According to a remarkable presentation that a member of Greece’s central bank gave last fall, the gap between what Greek taxpayers owed last year and what they paid was about a third of total tax revenue, roughly the size of the country’s budget deficit.

And the death spiral of Greek finances is as much a social death-spiral as an economic one. Greece is terrible at collecting taxes and punishing tax evaders, so people who would otherwise pay taxes see that it's easy not to, feel that it's unfair that they do pay their taxes while others don't, and don't want to pay their taxes because the government misuses them. So tax revenues fall, making the government's performance and enforcement measures that much worse, meaning that people want to pay their taxes even less… and so on into massive debt. Which has not so much been the case here:

Countries where people feel that they have some say in how the state acts, and where there are high levels of trust, tend to have high rates of tax compliance. That may be why Americans, despite being virulently anti-tax in their rhetoric, are notably compliant taxpayers.

Some Greek small-business owners are combining the spirit of protest with the frustration over taxes, openly refusing to pay, and they have a right to be hostile.
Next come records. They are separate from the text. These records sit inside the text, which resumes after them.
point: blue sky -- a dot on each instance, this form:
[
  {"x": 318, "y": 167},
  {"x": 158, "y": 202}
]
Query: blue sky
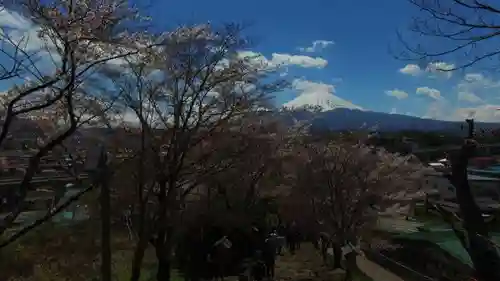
[
  {"x": 355, "y": 66},
  {"x": 360, "y": 67}
]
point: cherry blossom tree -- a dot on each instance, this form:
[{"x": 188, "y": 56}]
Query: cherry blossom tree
[
  {"x": 70, "y": 40},
  {"x": 347, "y": 185},
  {"x": 180, "y": 98}
]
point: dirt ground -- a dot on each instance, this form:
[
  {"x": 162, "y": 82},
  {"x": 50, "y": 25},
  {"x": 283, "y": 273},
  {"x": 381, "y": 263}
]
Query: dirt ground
[{"x": 306, "y": 264}]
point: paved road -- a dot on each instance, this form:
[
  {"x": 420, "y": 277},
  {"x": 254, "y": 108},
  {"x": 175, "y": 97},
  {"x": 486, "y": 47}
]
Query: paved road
[{"x": 375, "y": 271}]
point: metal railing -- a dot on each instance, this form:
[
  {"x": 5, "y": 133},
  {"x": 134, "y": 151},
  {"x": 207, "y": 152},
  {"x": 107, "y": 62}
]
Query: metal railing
[{"x": 398, "y": 268}]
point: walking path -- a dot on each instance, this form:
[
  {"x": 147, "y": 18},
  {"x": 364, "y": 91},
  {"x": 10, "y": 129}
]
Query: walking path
[
  {"x": 375, "y": 271},
  {"x": 306, "y": 264}
]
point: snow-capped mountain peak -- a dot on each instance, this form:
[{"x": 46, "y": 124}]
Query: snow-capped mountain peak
[
  {"x": 318, "y": 94},
  {"x": 327, "y": 101}
]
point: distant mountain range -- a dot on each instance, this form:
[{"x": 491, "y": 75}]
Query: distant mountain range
[{"x": 340, "y": 119}]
Kass found on-the-street evidence of a regulatory madhouse, a finding buttressed by the New York Times and McKinsey & Company (PDF). Meanwhile, the government is terrible at collecting taxes from the small businesses that do make it, allowing some quite wealthy Greeks off the hook as retirees face the brunt of austerity. It's a worst-case scenario: government overreach and inefficiency stifles businesses, but the government overreach stops at the one point that would at least allow the government to pay for its overreach and inefficiency. It decreases revenue twice over—it's no wonder they have a debt crisis.

Greece's government doesn't just have a debt crisis; it has a trust crisis, and the two are inexorably linked. America, and even Illinois, are nowhere close to that right now, but there are concerning trends on both counts.